4. **`Command::output()`** \u2014 blocking wait.  On non-zero exit,
   warn-log the stderr's last line + bail with a `Fail { retryable:
   true }`-shaped anyhow error.  Operators see the OOM / driver
   message immediately in the worker logs.

5. **Read `out_path`** \u2014 the WEBP bytes from `sd-cli`.  Delete the
   file (best-effort; ignored on failure).
6. **Return `TaskResult::Image { bytes, ext: "webp" }`** \u2014 the WS
   session uploads it via the multipart `/complete` route.

## Models root

`cfg.models_root` defaults to `~/models`.  Every file from every
`ModelSource.files` lands directly in that directory \u2014 there's no
per-model subdirectory.  Two models that name the same `filename`
will collide; in practice the registry uses distinguishing filenames
(e.g. `z_image_turbo-Q4_K.gguf` vs `Qwen3-4B-Instruct-2507-Q4_K_M.gguf`).

A future enhancement is per-model subdirs + a manifest file with
sha256 verification.  Tracked in [`plans/real-models-on-demand.md`](../../plans/real-models-on-demand.md).

## Performance

For Z-Image-Turbo Q4_K (4GB diffusion) + Qwen3-4B Q4_K_M (2.5GB) +
Flux VAE (335MB) on an RTX 4090 via the Vulkan build:

- Model load (cold): ~1s
- 8-step generation at 1024\u00d71024: ~5-9s
- 8-step generation at 768\u00d7768: ~5s
- Multipart upload to R2: 2-3s
- **End-to-end per job: ~10-15s steady-state**

Each `sd-cli` invocation pays the model-load cost.  That's the
biggest single optimisation we haven't done \u2014 keeping an
`sd-server` subprocess alive and routing every job through HTTP
would amortise load to once per worker boot.  Not done yet because
the current rate is already inside the operator's tolerance window.

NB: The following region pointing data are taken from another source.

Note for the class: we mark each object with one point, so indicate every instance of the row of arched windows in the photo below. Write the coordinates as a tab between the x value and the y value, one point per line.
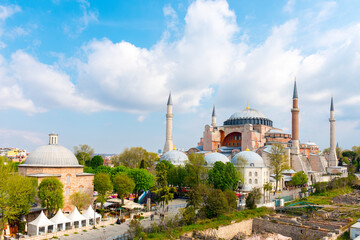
255	121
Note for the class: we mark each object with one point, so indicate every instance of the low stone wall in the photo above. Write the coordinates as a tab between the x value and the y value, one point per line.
295	232
228	232
225	232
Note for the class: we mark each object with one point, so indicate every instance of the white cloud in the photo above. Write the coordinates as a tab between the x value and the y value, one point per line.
8	11
207	58
78	25
11	137
289	6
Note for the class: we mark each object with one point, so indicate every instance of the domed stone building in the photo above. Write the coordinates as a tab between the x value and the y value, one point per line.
247	127
254	170
214	157
54	160
176	157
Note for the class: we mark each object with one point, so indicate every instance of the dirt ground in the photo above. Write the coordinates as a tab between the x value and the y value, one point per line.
348	199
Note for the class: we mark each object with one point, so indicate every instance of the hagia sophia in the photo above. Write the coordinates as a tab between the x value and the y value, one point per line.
251	130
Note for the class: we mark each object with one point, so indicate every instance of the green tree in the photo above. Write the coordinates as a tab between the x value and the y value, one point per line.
83	153
164	192
116	170
51	194
196	171
17	192
81	199
215	204
143	179
196	196
176	177
278	162
96	161
123	185
132	157
299	178
253	198
223	176
231	199
240	164
103	186
267	188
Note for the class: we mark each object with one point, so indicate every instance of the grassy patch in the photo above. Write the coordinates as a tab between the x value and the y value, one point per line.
201	225
325	197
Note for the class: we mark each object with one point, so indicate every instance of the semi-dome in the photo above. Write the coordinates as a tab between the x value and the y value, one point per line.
52	155
212	158
248	115
175	157
252	159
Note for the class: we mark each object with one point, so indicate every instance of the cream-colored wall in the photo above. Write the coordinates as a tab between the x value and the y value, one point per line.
75	181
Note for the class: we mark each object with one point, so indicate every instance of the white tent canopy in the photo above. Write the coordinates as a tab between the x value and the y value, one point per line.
61	222
127	203
77	219
90	214
40	225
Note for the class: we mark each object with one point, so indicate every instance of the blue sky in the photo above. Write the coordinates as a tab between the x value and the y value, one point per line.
99	72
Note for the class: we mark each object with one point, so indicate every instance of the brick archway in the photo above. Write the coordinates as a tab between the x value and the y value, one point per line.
232	140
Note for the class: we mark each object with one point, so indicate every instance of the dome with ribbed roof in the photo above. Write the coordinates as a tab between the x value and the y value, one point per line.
248	116
52	155
252	159
212	158
175	157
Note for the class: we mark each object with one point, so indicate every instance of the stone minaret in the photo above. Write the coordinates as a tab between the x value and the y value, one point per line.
53	138
213	118
333	162
295	122
169	116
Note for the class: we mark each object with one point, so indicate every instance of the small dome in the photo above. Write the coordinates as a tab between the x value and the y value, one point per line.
52	155
215	157
175	157
252	159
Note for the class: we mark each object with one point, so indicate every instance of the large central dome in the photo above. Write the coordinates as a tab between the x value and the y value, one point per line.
250	116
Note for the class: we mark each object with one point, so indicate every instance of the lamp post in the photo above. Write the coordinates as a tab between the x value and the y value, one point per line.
95	214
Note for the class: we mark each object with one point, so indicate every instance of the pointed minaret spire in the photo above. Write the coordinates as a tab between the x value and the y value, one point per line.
333	162
213	117
295	90
214	112
295	146
170	99
169	116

## Failure modes specific to this engine

| Failure | Cause | Recovery |
|---|---|---|
| `requires a ModelSource on the offer` | Legacy queued row without `modelSource` (pre-migration-0015) | Re-promote via the studio; the registry attaches the source |
| Download `GET <url> -> 404` | Bad URL in the registry, or HF moved the file | Operator fixes the registry entry |
| Download `GET <url> -> 401` | HF gated repo without auth | Operator finds a public mirror (see Z-Image-Turbo's VAE \u2014 BFL's repo is gated, Comfy-Org's mirror isn't) |
| `sd-cli exited with Some(...): error: invalid parameter for argument` | sd-cli flag drift between releases | Pin the sd-cli version in the install playbook |
| `sd-cli exited` with no stderr line | OOM or driver crash | Lower `cli_defaults.width`/`height`; check `nvidia-smi` |

## Install playbook

See [`docs/operations/sd-cli-install.md`](../operations/sd-cli-install.md).

## Where this came from

Shipped in PR #17 (`feat: real image inference via stable-diffusion.cpp`)
after the synthetic engine spent ~3 hours uploading placeholder
bytes for real-model jobs.  The first iteration had a hardcoded
`z-image-turbo` registry on the worker side; the [ModelSource](../runtime/model-source.md)
re-architecture moved that knowledge to the studio.